Seit 2018 gibt es unter dem Dach der Stiftung Herzogtum Lauenburg die Literaturwerkstatt für Nachwuchsschriftstellerinnen und Nachwuchsschriftsteller. Anstoß für die Gründung war der Schreibwettbewerb „Wanted Junge Autor*inn*en“. Nun liegt ein weiterers Ergebnis dieses Wettstreits auf den Tisch: Das Buch „Wanted Junge Autor*inn*en“ mit den Gewinnertexten der Jahre 2018 und 2019. Es ist ab sofort bei der Stiftung Herzogtum Lauenburg und in einigen Buchhandlungen der Region erhältlich. Zudem kann das Buch Wanted Junge Autor*inn*en“ beim Osburg Verlag nachbestellt werden. Anbei eine Kurzreportage aus der Literaturwerkstatt.
Thies ist fertig mit seinem Text. Wohin mit sich jetzt? Sein Blick wandert zur Decke. Dort oben ist er fix. Die anderen brüten noch über ihrem Papier. Die Kulturremise ist in diesem Moment Ort der stillen Konzentration. Ohne sie keine Ode an die Worte, die Hannah Rau – die die von der Stiftung Herzogtum Lauenburg ins Leben gerufene Literaturwerkstatt leitet – hier regelmäßig anstimmen lässt.
Anabel, Magdalena und Meike schreiben an einem Akrostichon. „Kennst du nicht, ne?“ fragt Hannah den Redakteur. Nöö. Keine Ahnung. Nie gehört. Klingt sperrig, ist aber ziemlich simpel. Es ist ein Gedicht oder Text, bei dem die Buchstaben der Zeilenanfänge ein Wort ergeben.
Thies hat ein Gedicht geschrieben. „Tage wie diese“, liest er.
„Heute“
„Irgendwie seltsames“
„Esoterisches Verlangen“
„Schreiben, schreiben bis die Welt auseinanderbricht“
„Das Esoterische passt gar nicht zu dir“, findet Hannah. Thies widerspricht nicht. Sein Text bringt ihn nach Hause. „Immer wenn ich etwas schreibe, höre ich: Ich verstehe das nicht.“
„Aber du versuchst es immer wieder“, sagt Hannah.
„Meiner Familie fehlt das literarische Verständnis. Dabei verschlingt mein Vater viele Bücher.“
„Wem lest ihr in der Familie vor?“ fragt Hannah.

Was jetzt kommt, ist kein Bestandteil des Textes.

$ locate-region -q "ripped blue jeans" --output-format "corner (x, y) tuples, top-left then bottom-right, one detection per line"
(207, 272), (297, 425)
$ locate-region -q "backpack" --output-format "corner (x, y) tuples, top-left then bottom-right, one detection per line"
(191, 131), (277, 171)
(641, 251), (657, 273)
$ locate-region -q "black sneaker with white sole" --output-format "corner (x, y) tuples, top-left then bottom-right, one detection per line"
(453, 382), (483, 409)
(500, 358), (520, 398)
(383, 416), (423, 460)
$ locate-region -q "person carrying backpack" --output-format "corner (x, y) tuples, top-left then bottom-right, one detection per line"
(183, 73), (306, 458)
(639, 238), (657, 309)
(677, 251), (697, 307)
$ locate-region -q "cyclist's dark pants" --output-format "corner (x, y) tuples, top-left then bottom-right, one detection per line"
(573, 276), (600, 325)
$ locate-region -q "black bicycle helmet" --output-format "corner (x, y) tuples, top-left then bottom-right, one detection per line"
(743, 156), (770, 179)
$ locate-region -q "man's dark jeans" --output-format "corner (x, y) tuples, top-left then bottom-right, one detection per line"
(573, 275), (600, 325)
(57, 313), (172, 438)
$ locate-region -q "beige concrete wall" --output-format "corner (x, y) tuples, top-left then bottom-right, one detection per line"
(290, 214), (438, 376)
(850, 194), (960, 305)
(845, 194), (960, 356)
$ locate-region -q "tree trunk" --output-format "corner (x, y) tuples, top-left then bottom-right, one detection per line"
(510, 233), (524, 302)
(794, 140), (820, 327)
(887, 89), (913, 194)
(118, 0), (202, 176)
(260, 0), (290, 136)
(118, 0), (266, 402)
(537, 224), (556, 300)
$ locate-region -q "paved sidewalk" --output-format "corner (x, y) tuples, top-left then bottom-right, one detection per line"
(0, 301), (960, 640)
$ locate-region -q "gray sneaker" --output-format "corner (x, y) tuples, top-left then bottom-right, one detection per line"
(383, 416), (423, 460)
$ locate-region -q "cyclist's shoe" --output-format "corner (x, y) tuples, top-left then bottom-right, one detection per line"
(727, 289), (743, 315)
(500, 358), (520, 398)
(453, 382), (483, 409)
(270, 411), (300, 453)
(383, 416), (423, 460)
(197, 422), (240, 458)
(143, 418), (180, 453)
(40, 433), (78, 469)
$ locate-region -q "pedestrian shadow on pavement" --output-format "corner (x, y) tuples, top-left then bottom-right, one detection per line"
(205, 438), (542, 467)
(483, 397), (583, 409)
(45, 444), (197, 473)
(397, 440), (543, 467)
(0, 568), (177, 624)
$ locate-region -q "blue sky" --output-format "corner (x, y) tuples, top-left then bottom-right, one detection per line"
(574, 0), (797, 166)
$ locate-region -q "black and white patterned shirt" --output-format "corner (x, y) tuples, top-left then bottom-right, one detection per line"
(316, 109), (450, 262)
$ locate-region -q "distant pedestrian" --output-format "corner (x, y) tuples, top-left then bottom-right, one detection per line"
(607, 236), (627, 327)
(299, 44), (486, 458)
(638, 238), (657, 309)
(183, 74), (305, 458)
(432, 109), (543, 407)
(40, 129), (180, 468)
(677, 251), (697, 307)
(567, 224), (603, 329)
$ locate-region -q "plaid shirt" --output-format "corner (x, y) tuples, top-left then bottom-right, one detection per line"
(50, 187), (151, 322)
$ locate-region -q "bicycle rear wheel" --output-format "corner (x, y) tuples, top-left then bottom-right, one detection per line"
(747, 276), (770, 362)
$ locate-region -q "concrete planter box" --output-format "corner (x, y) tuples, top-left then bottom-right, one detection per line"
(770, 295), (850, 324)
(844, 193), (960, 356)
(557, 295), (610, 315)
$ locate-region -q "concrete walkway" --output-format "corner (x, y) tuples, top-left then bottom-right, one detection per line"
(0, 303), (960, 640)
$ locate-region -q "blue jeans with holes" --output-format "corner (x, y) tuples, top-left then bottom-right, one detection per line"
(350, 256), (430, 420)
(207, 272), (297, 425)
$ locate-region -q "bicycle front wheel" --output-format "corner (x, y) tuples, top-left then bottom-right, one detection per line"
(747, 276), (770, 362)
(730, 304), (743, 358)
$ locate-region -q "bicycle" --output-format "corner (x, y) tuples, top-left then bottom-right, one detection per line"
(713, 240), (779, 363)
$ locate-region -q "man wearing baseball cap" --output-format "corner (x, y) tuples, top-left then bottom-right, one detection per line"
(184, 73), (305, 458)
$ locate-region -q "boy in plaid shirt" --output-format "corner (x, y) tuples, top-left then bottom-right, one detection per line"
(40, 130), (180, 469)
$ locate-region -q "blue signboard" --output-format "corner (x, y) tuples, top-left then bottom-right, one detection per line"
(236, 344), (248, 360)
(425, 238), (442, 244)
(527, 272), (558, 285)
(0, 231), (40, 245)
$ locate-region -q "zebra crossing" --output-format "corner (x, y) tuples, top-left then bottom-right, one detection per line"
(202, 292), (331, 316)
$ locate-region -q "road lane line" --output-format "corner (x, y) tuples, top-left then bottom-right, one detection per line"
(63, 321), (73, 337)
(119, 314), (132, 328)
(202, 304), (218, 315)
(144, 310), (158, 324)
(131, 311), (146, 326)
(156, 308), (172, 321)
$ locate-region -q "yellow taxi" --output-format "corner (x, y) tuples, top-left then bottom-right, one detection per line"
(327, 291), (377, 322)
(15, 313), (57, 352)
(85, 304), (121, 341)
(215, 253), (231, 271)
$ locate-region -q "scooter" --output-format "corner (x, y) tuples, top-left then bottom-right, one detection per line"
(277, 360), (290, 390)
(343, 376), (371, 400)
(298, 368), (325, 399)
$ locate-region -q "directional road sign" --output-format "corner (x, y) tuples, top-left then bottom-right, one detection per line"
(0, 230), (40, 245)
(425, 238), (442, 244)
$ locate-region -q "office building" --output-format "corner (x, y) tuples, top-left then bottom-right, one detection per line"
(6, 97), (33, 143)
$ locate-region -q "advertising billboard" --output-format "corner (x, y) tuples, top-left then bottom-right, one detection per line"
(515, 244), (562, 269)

„Ich lese keine Texte vor. Aber wenn, dann würde ich zu meiner Mutter gehen“, meint Anabel.
„Ich gehe zu meinem Papa“, stellt Magdalena klar, die mit Abstand die Jüngste in der Runde ist. Meike und Anabel sind schon volljährig, Thies ist 16. Magdalena hat offensichtlich ein Faible für Tiere: Maus, Affe, Giraffe, Dachs, Ameise, Lachs, Ente, Nashorn und ein Alloliton haben sich bei ihr auf dem Papier versammelt.
Alloliton? „Das ist ein Tier, das im Herzen Afrikas zu Hause ist.“ Nie gehört. Thies zückt sein Handy. Gibt es nicht. Reingelegt! Magdalena lacht.
Anabel und Meike sind bei sich selbst gelandet. Wer bin ich? Was bin ich? Niemals gemein, Alles andere als engstirnig, Bodenständig, Einfühlsam, Loyal steht auf Anabels Zettel. Meike verbindet ihre ausgemalten Großbuchstaben mit den Attributen Musikalisch, Ehrgeizig, Italienverliebt, Kreativ, Erzieherin.
„Akrostichon macht Spaß“, stellt Hannah fest. „Vor allen Dingen, wenn man nicht weiß, was man schreiben soll.“
Was die Arbeit mit ihren Nachwuchsliteraten angeht, gehen ihr die Ideen offensichtlich nicht aus. Schon jetzt steht fest: Wenn der Frühling kommt, möchte sie mit der Gruppe rausgehen. Über Till würde sie gerne schreiben lassen. Zum Beispiel. Jetzt aber ist erst einmal Zeit für ein Ungeheuer. Lange nichts gehört von Nessi. Ist der Klimawandel schuld? Die Umweltverschmutzung? Der Brexit? Wo ist das schottische Ungeheuer hin? Ist es vielleicht hier – im Schulsee?
Anabel, Magdalena, Meike und Thies nehmen die Stifte in die Hand. Die Kulturremise verwandelt sich wieder in einen Ort der stillen Konzentration. Geschichten wollen gefunden und erfunden werden. Die Vier machen, was sie so gerne tun – sie schreiben. Es ist Zeit für die nächste Ode an die Worte.